Wednesday, March 17th, 2004
The recent Brit Lit exams are evaluated. One of the issues that makes reading exams interesting is to note how students answer questions and what those answers tell me about study habits, note-taking skills, what gets heard, and what needs emphasis in discussion.
As a lit teacher I don’t think that reading poetry for its own sake, unless one likes to read poetry, which I do, benefits “students.” If one one wants to reader Blake by the swimming pool then there’s no need to read Blake for the same reason at school. If a person wants to write poetry, then work in Creative Writing might benefit. For me studying literature serves a purpose: to practice a kind of reasoning and analysis that leads to questions and providing a mean of seeing culture and life in other ways and drawing conclusions about it that may lead to more questions and arguments.

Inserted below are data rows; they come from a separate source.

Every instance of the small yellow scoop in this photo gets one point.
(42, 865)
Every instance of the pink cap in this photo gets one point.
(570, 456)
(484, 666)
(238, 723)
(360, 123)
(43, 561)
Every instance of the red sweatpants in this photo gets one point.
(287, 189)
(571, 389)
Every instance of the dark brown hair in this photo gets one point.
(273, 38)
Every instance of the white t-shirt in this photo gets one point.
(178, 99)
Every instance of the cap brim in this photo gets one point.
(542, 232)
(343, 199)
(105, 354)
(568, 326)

Culture to culture, time to time, people have defined virtuous behavior in various ways. These days we frown on plagiarism, which is a kind of stealing. When plagiarism is caught, we seek a just remedy or punishment. The question is why do we frown on plagiarism, and what makes it what it is? Is student plagiarism different than college president plagiarism?
Here’s one of the short answer questions from the exam going to Barbauld’s “Meditation.”

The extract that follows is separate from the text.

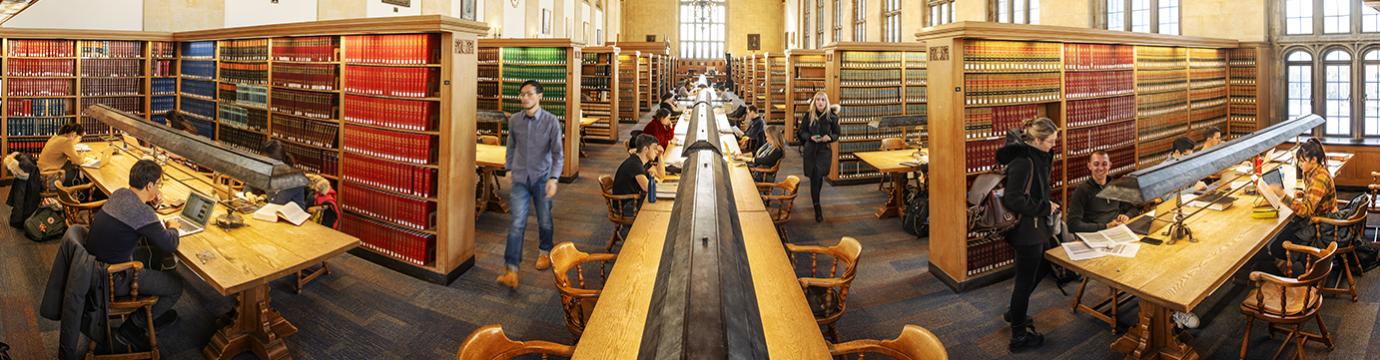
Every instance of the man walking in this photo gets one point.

Contemplation comes from what source in Anna Letitia Barbauld? This source is a potential metaphor for what?”
Contemplation is personified in the poem and thus its position is pretty objective:
‘Tis now the hour
When Contemplation, from her sunless haunts,
The cool damp grotto, or the lonely depth
Of unpierc’d woods, where wrapt in solid shade
She mused away the gaudy hours of noon,
And fed on thoughts unripen’d by the sun,
Moves forward; and with radiant finger points
To yon blue concave swell’d by breath divine,
Where, one by one, the living eyes of heaven
Awake. . .
Contemplation “moves forward” from “haunts,” “the grotto,” the “woods.” These places are given qualities, such as “sunless,” “cool” and “damp,” “unpierc’d.” What was Contemplation doing? Musing, of course. I suppose that’s what Contemplation does if shaped into fleshed concept. I doubt Contemplation would be found playing pool or craps during the day.
To say that Contemplation comes from nature is a vague response since nature has no quality or image value, no specific “place” to define origin. Barbauld, it would seem, really wants the reader to follow the movement, to experience the idea of Contemplation moving once the sun goes down. She wants us to read with precision.
But that’s not even the fun part. In the poem the world and mind is spaced into day and night, light (logic/reason) and lightlessness (musing and wandering thought, thought “unripen’d” by reason or hard logic, deep in the nocturnal mind where things like intuition, creativity, and inspiration may hang around playing unrestrained by the touch of light or restraining influences). Contemplation comes from the “unpierc’d woods,” places untouched by the light, and goes on in the poem to soar just as you’d think it would, as far as it wants until it hits the edge of known space, and can go no further. There are limits even to Contemplation, it would seem.
Barbauld’s a great lead into Blake, Wordsworth, and Wollstonecraft and her play with poetic space is intersting. Moreover, she hints at an internal mental process, not relying on an “external muse” or “cause” as the source for Contemplation, creative expression, inspiration, and musing.
Neuroscience is wrestling with this question, too. What is the physical source of the creative impulse in terms of brain activity.